I have piles of books everywhere. I had to steal milk crates to supplement my shelving. Even after that addition I still have books on my floor because I don't have any space for them. I don't have an excuse for the pile of clothing. I have a little alcove (about one metres by two metres) with my amps and guitars and basses. It's a nice organisation I guess. I want to have a space where the living room can have my books and instruments, that way my room just has the books I'm working on reading and my work desk, and a dresser. I really would be down for having spartan space if it weren't for the books and music.
That's somewhat indicative of my personality though. The over flowing of books. I haven't read all of them of course (what's the use of a whole bunch of books you've already read?) but it's nice having all these books. At least once a week I end up pulling books off of my shelves or out of their piles to find some passage or some line. Sometimes it's simply to see what I wrote in a margin, or to find inspiration for a band name, or a story.
I don't really understand people who don't have books. I go to the library too. I understand not buying books, but sometimes you just can't find it at the library. Beyond that used books are brilliant to have around. I have so many books that I got for free from either dumpster diving, or library purges, or the shelves of teachers moving classrooms. I have piles of books that were curiculum for classes I never took. I got some brilliant books on discount that were intended for an English class in Irish literature which I didn't have time to take. The books were great though.

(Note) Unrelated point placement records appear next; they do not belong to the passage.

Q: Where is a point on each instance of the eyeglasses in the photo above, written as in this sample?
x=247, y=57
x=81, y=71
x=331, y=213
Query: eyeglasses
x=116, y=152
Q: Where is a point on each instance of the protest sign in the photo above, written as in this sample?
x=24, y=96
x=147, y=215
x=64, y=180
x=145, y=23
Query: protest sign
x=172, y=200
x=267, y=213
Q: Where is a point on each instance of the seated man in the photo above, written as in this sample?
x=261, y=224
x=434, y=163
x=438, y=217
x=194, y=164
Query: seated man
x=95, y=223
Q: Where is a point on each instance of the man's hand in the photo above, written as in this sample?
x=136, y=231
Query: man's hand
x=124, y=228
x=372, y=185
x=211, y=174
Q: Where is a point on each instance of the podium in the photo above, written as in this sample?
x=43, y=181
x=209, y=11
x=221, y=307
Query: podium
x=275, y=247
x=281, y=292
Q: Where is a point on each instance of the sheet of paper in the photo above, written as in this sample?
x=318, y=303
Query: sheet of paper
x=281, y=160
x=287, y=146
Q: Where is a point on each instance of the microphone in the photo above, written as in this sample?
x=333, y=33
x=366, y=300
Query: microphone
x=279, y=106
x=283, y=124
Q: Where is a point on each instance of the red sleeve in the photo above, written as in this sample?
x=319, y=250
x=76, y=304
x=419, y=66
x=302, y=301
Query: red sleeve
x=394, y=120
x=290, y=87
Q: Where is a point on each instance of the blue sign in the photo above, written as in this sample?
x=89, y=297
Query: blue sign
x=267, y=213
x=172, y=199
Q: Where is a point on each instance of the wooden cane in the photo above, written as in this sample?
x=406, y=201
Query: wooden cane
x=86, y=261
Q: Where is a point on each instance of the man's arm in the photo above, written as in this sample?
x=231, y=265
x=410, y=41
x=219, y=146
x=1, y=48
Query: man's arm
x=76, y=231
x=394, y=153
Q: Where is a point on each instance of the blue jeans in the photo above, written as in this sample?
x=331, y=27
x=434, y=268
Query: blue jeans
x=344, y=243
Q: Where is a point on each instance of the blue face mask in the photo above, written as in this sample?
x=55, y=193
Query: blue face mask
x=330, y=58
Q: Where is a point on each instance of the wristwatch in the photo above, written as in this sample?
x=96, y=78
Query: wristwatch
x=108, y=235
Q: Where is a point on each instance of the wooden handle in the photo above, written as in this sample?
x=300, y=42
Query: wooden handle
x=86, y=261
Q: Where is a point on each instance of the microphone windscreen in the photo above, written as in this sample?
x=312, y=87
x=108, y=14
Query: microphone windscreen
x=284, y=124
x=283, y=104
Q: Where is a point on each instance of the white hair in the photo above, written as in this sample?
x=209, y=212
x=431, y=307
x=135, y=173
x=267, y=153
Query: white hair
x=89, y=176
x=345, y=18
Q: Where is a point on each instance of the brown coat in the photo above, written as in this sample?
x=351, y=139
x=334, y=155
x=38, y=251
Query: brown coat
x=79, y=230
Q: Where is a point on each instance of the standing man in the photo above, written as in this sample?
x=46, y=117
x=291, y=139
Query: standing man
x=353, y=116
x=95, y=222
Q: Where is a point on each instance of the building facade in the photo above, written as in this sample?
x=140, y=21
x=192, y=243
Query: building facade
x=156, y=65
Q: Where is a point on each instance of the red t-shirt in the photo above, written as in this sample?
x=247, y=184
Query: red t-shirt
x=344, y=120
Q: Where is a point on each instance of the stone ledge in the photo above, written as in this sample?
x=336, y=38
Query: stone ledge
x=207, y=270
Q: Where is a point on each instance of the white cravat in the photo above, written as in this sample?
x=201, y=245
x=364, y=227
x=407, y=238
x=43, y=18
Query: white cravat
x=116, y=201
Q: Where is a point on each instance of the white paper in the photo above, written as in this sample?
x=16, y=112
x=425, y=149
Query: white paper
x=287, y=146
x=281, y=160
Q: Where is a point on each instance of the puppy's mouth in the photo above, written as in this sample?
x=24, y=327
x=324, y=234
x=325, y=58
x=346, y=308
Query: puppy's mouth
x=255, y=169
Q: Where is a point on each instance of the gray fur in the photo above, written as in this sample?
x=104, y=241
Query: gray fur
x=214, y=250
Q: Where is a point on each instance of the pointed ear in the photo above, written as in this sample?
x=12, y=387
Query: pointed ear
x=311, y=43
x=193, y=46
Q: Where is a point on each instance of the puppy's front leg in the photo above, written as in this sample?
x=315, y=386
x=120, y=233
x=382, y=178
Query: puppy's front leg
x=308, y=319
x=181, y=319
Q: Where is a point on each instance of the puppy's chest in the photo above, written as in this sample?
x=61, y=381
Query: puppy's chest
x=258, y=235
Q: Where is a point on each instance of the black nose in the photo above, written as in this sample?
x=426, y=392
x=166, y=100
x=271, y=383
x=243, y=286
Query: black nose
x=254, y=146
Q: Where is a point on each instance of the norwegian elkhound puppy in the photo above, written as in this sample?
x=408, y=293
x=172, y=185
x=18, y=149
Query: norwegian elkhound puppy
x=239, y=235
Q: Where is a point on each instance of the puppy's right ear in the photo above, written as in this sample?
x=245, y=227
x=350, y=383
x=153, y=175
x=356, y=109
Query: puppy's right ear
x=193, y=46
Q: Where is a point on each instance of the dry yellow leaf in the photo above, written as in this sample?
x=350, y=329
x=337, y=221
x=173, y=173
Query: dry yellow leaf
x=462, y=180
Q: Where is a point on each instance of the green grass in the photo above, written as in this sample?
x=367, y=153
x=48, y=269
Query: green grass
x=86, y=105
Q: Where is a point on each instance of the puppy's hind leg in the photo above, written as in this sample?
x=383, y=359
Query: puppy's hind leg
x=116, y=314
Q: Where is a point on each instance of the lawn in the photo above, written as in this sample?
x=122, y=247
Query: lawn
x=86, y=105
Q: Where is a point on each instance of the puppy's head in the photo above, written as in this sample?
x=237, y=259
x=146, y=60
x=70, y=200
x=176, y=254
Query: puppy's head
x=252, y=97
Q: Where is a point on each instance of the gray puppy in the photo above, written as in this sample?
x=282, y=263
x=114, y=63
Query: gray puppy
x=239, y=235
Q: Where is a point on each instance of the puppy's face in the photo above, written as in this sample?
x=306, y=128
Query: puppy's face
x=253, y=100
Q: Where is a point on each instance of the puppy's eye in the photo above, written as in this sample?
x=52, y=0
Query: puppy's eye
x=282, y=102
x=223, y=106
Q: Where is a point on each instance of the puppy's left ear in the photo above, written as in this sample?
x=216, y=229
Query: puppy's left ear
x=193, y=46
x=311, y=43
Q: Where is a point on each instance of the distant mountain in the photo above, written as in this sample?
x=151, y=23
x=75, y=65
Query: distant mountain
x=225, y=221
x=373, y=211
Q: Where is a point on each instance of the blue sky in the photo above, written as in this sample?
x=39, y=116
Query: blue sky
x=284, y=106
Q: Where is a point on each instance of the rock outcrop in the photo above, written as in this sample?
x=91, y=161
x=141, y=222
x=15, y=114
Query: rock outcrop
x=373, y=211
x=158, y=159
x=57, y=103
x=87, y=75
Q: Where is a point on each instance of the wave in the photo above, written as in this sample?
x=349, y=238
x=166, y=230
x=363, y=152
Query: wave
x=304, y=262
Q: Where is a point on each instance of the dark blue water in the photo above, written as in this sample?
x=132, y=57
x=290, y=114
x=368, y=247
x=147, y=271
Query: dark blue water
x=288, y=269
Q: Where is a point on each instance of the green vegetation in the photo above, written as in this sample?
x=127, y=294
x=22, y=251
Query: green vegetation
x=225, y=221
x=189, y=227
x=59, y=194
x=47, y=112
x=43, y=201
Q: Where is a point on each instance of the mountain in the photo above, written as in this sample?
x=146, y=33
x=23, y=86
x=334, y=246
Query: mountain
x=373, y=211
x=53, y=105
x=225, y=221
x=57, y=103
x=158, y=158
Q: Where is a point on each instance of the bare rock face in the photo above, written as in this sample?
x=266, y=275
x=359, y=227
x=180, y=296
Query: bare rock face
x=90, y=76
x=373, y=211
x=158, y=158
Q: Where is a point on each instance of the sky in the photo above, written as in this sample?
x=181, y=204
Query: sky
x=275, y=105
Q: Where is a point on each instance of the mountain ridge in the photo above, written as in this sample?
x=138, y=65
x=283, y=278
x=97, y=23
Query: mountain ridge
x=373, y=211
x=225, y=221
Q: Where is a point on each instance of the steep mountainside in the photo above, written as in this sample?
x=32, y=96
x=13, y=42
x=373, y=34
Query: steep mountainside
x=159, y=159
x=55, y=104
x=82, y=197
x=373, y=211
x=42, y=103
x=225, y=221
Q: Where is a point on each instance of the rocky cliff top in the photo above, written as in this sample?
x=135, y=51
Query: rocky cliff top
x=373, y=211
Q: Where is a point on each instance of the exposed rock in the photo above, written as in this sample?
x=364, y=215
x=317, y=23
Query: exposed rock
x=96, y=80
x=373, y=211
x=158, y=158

That's the point. I don't really get how people couldn't enjoy these worlds created by others. The sorts of people who end up with favourite television shows should have a similar affinity for reading. "The man who doesn't read good books has no advantage over the man who can't read them." (Mark Twain) I love stories of all sorts though. I end up watching television shows and feel enthralled. That happens with great books too. I think it's even better with books. I have more stories from books in my head than movies and TV.
That whole gap in my understanding is lined up with my disappointment in so many of the people I've met in college. I've met plenty of wonderful people, and even the people I've met who I didn't like weren't particularly bad, but even among that group of wonderful people, I've found a stunningly low percentage interested in learning. There are people interested in grades, and people interested in careers, and people interested in social activities, but the people interested in learning for learning's sake are few and far between.
When I get excited about what I study, and go on these wonderful little rants from the books I've read, the studies I've read, I feel so lively. It's like a way for me to filter out the people who aren't excited about learning. I drop facts too much. I just bring up random facts in a conversation, or take things literally and explain things to people. I know some of that comes from some of my own insecurities, but I'm pretty damn sure that some of that is me trying to seek out kindred spirits.
I don't think the method really works.